Kerry painted a picture of looming drought and famine, massive floods and deadly storms as a result of global warming, and he urged ordinary citizens in developing nations to speak out on the issue and demand more from their political leaders. He labeled those who denied the evidence of climate change as “shoddy scientists and extreme ideologues.”

He was addressing a group of students and government officials at an American cultural center in the Indonesian capital, Jakarta, in a country and region that he said were “on the front lines of climate change” and some of the most vulnerable to the effects of global warming. “It’s not an exaggeration to say that the entire way of life here is at risk,” he said.

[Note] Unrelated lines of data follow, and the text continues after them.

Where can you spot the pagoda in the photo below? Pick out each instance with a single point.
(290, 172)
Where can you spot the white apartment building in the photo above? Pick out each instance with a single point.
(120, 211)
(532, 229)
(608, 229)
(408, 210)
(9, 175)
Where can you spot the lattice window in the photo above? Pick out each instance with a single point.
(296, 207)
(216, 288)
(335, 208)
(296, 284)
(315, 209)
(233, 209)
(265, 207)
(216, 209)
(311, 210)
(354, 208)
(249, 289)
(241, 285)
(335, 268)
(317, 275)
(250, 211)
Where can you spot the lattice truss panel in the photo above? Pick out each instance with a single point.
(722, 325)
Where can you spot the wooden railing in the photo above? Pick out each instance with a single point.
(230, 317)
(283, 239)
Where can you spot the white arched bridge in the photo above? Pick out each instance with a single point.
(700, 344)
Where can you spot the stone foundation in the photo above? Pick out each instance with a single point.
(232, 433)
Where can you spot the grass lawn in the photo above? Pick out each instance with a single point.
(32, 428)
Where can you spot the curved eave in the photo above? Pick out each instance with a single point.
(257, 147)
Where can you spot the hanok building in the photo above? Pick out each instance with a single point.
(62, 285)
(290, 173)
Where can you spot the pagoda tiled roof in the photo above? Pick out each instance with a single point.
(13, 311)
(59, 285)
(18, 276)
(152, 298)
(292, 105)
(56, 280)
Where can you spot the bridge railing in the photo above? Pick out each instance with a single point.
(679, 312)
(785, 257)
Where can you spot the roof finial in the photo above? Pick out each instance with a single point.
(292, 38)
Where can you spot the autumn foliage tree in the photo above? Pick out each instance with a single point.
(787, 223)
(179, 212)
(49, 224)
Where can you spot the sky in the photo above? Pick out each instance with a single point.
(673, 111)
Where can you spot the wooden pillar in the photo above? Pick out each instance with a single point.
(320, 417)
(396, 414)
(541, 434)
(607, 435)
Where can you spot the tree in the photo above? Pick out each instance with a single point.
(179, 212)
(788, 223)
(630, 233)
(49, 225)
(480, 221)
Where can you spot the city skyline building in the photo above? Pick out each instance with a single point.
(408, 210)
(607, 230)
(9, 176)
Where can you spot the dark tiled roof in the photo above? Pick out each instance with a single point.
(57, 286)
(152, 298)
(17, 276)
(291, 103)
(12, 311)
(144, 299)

Global efforts to counter climate change have long foundered on a sharp divide between developed and developing nations. Although developing nations now account for more than half of greenhouse-gas emissions, they have been reluctant to commit to meaningful cuts as they seek a path to Western industrialization and prosperity. They argue the West caused the problem and should fix it.

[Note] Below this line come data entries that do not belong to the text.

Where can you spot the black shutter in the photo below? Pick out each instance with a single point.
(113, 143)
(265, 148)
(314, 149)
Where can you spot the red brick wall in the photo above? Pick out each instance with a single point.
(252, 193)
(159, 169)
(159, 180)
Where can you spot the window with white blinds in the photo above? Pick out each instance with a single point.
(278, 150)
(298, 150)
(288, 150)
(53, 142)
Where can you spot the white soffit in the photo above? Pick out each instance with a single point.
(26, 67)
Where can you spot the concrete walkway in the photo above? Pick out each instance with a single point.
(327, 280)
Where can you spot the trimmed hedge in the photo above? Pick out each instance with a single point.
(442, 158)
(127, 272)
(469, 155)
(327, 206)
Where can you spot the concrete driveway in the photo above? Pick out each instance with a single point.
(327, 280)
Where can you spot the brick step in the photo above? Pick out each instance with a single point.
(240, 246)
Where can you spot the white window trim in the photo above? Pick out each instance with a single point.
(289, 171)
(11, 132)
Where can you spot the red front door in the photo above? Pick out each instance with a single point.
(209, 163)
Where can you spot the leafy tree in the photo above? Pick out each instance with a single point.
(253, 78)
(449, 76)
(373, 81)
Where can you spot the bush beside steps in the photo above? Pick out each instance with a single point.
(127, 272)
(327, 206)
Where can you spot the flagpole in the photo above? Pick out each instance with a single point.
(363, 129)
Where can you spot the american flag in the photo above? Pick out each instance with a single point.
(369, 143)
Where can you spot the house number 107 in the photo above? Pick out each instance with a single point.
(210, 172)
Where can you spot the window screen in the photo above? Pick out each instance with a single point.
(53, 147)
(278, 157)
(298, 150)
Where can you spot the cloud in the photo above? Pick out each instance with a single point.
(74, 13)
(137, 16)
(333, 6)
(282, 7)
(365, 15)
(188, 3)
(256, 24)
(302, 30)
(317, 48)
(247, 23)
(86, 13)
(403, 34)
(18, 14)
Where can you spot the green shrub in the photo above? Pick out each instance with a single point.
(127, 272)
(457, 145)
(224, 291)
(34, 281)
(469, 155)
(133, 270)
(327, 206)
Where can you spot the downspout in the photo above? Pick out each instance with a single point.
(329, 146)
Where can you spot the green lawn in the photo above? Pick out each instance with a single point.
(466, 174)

But Kerry, who has spent much of his long political career calling for more action on the issue, said that every country needed to play a role in cleaner energy or the world would face a calamitous future, calling climate change “perhaps the world’s most fearsome weapon of mass destruction.”

“It’s absolutely true that industrialized countries have to play a leading role in reducing emissions, but that doesn’t mean other nations have the right to repeat the mistakes of the past. It’s not enough for one country or even a few countries to reduce emissions when other countries continue to fill the atmosphere with carbon pollution as they see fit,” he said.

“If even one or two major economies neglects to respond to this threat, it will counteract all of the good work that the rest of the world does. When I say we need a global solution, I mean we need a global solution.”

China and the United States are the world’s largest sources of greenhouse-gas emissions, accounting for about 40 percent. Indonesia, a country of around 240 million people, is in the top 10 sources of carbon emissions globally, largely as a result of deforestation, and is also a major coal exporter. But like many developing nations, Indonesia, an archipelago of some 17,000 islands, has a lot to lose from global warming.

Kerry said scientists predicted that melting ice caps could push sea levels up by more than three feet by the end of the century, putting half of Jakarta underwater and displacing hundreds of millions of people worldwide.

Changes in ocean temperatures and acidification of the seas could also reduce fish catches in Indonesia by as much as 40 percent, he said, while typhoons such as the one that struck the Philippines last year could become the norm and “wipe out entire communities.”